Anyone recall sticking PTC paper in their mouth during grade school science class? To most people it tastes very bitter but a certain percentage of people taste nothing.

https://en.m.wikipedia.org/wiki/Phenylthiocarbamide

Why do some people love cilantro while others say it tastes like soap? Same deal. Personally, I don't understand how anyone can get excited about eating liver but maybe they can't taste or smell the same rotten, putrid devil's ass that I can.
 
A lot of it comes down to how you hunt 'em. Some people run a herd with a truck and shoot one ten or twelve times when they stop running, then complain that it tastes strong and gamey. Doh! Others try to shoot their pronghorn at longer ranges every year, hitting one vaguely in the torso region from 900 yards with a .338 Lapua, then can't figure out why their pronghorn are never tasty. If you shoot a relaxed pronghorn in the heart/lung area and take care of it right, there's no reason it wouldn't be tasty.

No, it won't taste exactly like a deer- it's not a deer. It's not a goat or an antelope either, really. The closest relative they have is the Saiga of the Mongolian steppes. They are a super-specialized speed critter, therefore the muscles will be denser, darker, and less marbled than venison, which is pretty much non-marbled already, and very prone to drying out if you try to cook them like beef.
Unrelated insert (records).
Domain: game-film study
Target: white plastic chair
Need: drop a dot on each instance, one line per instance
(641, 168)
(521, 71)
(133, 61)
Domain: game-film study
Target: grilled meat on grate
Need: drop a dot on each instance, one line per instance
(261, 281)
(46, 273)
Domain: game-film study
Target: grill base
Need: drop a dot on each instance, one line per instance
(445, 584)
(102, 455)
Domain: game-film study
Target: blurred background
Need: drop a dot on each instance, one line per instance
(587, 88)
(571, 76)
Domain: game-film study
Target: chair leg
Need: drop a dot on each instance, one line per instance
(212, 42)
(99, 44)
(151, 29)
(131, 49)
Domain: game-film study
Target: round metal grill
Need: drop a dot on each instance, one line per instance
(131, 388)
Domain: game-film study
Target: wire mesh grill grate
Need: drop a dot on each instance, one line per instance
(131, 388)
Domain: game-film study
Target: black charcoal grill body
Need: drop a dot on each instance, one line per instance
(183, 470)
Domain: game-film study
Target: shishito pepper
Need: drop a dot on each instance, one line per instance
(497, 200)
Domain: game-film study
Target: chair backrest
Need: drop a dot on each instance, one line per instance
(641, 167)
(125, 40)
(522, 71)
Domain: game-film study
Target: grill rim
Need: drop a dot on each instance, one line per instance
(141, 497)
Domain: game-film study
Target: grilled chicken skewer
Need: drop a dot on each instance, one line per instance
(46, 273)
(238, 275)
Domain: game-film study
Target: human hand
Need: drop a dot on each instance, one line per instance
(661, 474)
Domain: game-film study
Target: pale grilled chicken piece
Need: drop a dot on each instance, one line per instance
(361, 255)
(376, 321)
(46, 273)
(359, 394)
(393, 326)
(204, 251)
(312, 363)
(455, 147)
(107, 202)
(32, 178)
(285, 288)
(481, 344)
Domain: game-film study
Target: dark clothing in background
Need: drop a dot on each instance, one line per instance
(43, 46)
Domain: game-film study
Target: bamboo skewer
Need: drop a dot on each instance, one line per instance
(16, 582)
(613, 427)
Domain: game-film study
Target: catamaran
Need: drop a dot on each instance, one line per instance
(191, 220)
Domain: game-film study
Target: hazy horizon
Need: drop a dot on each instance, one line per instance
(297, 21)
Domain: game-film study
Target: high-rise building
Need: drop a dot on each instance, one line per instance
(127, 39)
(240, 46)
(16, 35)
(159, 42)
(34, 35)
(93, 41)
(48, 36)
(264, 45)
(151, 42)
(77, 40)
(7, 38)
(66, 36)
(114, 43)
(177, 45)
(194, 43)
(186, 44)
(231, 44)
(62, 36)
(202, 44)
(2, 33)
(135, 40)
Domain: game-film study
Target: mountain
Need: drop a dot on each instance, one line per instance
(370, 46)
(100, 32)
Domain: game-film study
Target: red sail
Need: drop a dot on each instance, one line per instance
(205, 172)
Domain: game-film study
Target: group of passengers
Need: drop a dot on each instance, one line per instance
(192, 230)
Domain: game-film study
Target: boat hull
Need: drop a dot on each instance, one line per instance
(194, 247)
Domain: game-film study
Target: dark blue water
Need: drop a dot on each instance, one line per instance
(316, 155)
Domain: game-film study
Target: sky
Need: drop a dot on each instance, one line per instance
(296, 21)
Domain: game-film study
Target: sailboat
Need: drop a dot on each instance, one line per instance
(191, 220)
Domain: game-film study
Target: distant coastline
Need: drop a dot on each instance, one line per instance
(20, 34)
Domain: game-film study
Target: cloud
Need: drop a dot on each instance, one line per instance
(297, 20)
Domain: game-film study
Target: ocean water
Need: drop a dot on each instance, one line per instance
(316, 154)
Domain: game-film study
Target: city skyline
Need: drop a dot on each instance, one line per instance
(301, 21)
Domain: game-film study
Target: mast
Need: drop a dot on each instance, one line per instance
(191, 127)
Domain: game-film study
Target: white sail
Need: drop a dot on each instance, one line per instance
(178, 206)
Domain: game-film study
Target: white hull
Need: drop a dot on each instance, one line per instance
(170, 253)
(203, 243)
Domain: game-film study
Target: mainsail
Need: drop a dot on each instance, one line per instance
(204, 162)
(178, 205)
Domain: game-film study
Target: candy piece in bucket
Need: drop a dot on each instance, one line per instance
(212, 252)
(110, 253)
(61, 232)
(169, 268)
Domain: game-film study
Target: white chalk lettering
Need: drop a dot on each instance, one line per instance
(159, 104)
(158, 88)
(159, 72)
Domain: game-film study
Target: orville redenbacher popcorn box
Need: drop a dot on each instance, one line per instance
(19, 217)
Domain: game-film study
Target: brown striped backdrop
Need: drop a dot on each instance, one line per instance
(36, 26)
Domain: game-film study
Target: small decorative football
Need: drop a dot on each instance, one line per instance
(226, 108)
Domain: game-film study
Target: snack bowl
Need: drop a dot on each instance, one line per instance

Hair and fat are the enemy when you are butchering. It takes very little of either to ruin a package of meat. I generally spend at least as much time picking hair and peeling fat as I do butchering, and the results are worth it.
 
I had mine processed in Douglas WY. Went on the advise of my hunting partner, cut out the loins and make breakfast sausage out of the rest. It does taste like sage so marinate the loins for at least a day.